How do see the future of big bands?

    “I think there are some big bands that are doing very well, particularly in Germany, the NDR and the WDR. I’ve seen videos of them with absolutely packed venues. And they’re doing something right. I think it’s partly because it’s in Germany and not Britain (as Britain is more pop-oriented). The future, I think, lies in trying to do what they’re doing which is assimilating some of the pop influences, like having straight-eighths, guitars, different sorts of chord sequences and a different approach from the traditional big band approach. And getting the saxes to double on woodwinds. A more modern sound is soprano saxes and flutes rather than just the five saxes which sounds a bit dated.
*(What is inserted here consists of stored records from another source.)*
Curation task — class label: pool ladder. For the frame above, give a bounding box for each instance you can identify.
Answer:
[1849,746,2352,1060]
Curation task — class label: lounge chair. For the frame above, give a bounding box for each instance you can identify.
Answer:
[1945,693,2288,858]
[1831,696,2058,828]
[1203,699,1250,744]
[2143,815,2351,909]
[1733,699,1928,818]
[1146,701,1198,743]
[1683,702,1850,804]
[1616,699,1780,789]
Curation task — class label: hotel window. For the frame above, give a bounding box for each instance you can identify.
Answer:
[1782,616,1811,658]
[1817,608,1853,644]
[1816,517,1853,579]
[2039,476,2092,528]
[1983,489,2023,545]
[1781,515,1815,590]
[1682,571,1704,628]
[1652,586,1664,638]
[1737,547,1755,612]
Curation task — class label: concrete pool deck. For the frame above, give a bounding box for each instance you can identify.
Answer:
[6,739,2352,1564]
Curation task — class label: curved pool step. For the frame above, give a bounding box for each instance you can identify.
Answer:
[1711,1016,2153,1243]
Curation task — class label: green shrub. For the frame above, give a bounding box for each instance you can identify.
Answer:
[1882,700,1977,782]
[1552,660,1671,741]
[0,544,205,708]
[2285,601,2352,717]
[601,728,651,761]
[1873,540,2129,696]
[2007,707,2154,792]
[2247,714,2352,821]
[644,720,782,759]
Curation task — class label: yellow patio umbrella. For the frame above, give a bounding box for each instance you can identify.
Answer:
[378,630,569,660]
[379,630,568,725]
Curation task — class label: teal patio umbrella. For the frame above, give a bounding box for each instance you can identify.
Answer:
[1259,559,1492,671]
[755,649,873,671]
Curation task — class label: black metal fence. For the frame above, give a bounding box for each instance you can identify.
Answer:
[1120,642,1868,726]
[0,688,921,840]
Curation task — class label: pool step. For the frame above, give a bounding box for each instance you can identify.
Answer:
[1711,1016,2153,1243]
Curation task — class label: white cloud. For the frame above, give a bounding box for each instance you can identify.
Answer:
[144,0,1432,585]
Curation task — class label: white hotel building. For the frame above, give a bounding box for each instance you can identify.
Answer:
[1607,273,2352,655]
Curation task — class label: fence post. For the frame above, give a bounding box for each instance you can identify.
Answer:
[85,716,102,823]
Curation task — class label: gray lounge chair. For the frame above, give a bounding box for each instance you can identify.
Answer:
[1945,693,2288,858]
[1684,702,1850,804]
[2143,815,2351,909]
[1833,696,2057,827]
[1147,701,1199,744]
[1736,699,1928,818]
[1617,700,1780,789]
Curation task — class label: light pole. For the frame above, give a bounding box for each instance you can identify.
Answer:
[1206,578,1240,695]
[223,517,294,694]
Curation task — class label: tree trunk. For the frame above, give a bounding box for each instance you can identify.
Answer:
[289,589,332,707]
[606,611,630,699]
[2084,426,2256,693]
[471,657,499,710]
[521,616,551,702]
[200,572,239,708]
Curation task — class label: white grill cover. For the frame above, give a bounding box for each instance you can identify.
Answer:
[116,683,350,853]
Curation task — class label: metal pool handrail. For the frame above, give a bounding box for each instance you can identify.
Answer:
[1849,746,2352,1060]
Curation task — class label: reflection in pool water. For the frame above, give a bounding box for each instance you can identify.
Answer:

Some people say you should have vocalists but I try to avoid that! All the attention goes on the vocalist rather than the musicians who accompany them.”

 

    “One thing I ought to say, I was getting a bit fed up with all the attention being on American swing bands and not on British ones. There’s that old joke that there’s never been a tune called ‘Moonlight In Basingstoke’ and that sort of thing. But you can use British things and what I’ve tried to do is to get away from the American influence so much and try to get more of the British or continental influence. It’s a little bit more introvert I think, apart from Maria Schneider who’s almost European, compared to Woody Herman. It means more classical influences such as Vaughan Williams and Elgar, just to get a different sound, which I think is important.”

 

Interview conducted by Charlie Anderson at The Verdict, Brighton.